Tante domande hanno già trovato una risposta finora, ma ancora questo benedetto sale non sappiamo dov’è (e quando lo troviamo, non sappiamo perché è lì). È arrivato quindi il momento di capire perché il sale (e articoli simili) vengono sempre relegati in posizioni nascoste e apparentemente controintuitive.

La risposta è semplice, e in parte l’abbiamo anticipata: il sale, lo zucchero, il latte e il pane sono definiti prodotti destinazione. In altre parole, sono spesso il motivo per cui siamo entrati nel supermercato. Sono articoli essenziali, che marginano relativamente poco e ad elevata frequenza d'acquisto. Il consumatore li cercherà e li comprerà comunque, indipendentemente dalla loro posizione.

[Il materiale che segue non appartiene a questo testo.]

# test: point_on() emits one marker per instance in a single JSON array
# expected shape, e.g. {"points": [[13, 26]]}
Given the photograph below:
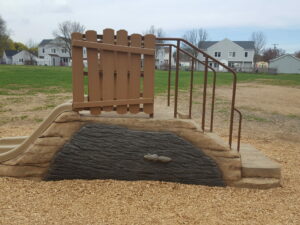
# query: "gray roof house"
{"points": [[18, 57], [286, 64], [235, 54], [52, 52]]}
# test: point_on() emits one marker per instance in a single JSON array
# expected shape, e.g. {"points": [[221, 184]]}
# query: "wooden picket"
{"points": [[92, 56], [108, 68], [114, 72], [149, 61], [135, 73], [77, 71], [122, 71]]}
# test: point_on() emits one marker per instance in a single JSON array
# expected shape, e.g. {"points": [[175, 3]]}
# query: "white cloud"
{"points": [[137, 15]]}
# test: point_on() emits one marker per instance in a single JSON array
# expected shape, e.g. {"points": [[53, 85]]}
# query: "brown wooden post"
{"points": [[149, 69], [108, 69], [122, 71], [77, 70], [135, 73], [93, 73]]}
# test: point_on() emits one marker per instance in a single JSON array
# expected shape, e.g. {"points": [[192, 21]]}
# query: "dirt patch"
{"points": [[267, 124]]}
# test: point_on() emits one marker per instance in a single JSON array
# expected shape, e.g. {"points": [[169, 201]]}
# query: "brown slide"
{"points": [[11, 147]]}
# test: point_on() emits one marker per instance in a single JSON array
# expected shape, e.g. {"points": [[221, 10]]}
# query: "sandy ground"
{"points": [[271, 123]]}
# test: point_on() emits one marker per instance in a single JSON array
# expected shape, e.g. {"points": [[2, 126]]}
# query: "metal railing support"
{"points": [[191, 89], [176, 79], [169, 75], [213, 101], [204, 94], [232, 109]]}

Mettendoli in posizioni scomode e seminascoste, il retailer costringe il consumatore a percorrere una distanza maggiore all'interno del negozio. Più tempo e più metri si percorrono, più alta è l'esposizione ai prodotti ad acquisto d’impulso o ad alta marginalità. Ecco perché, come abbiamo anticipato, mentre cerchiamo quello che ci serve abbiamo già riempito il carrello di cose che non ci servono.

Per concludere, il mondo dello shelf marketing è vastissimo e ne abbiamo scalfito solo una minima parte. Potremmo parlare per ore di tutte le tecniche che vengono attuate nei punti vendita per massimizzare i profitti, allungare i tempi di permanenza e invogliare alla scelta di prodotti poco utili ma accattivanti e ad alta marginalità. Potremmo parlare delle luci, della musica, della grandezza dei carrelli, della disposizione delle corsie, ma sarebbe un discorso troppo vasto che merita da solo un insegnamento in un corso di laurea.

Per ora ci limiteremo a raccogliere questa sfida: il retailer, specialmente se si tratta di una piccola realtà, non può improvvisare. Non può perché gli altri non lo fanno. In un’epoca in cui le vendite online continuano ad erodere il mercato “fisico”, l'esperienza in negozio deve essere impeccabile e scientificamente ottimizzata. E affidarsi all’esperienza di un istituto di ricerca può ai suoi strumenti di analisi predittiva e comportamentale può significare trasformare lo scaffale da un semplice luogo di stoccaggio a un potente strumento di vendita e branding. Il futuro del retail è nella capacità di leggere e influenzare la mente e il percorso dello shopper. Parola d’ordine: smettere di sperare che il proprio prodotto sia trovato ma fare in modo che sia impossibile non vederlo.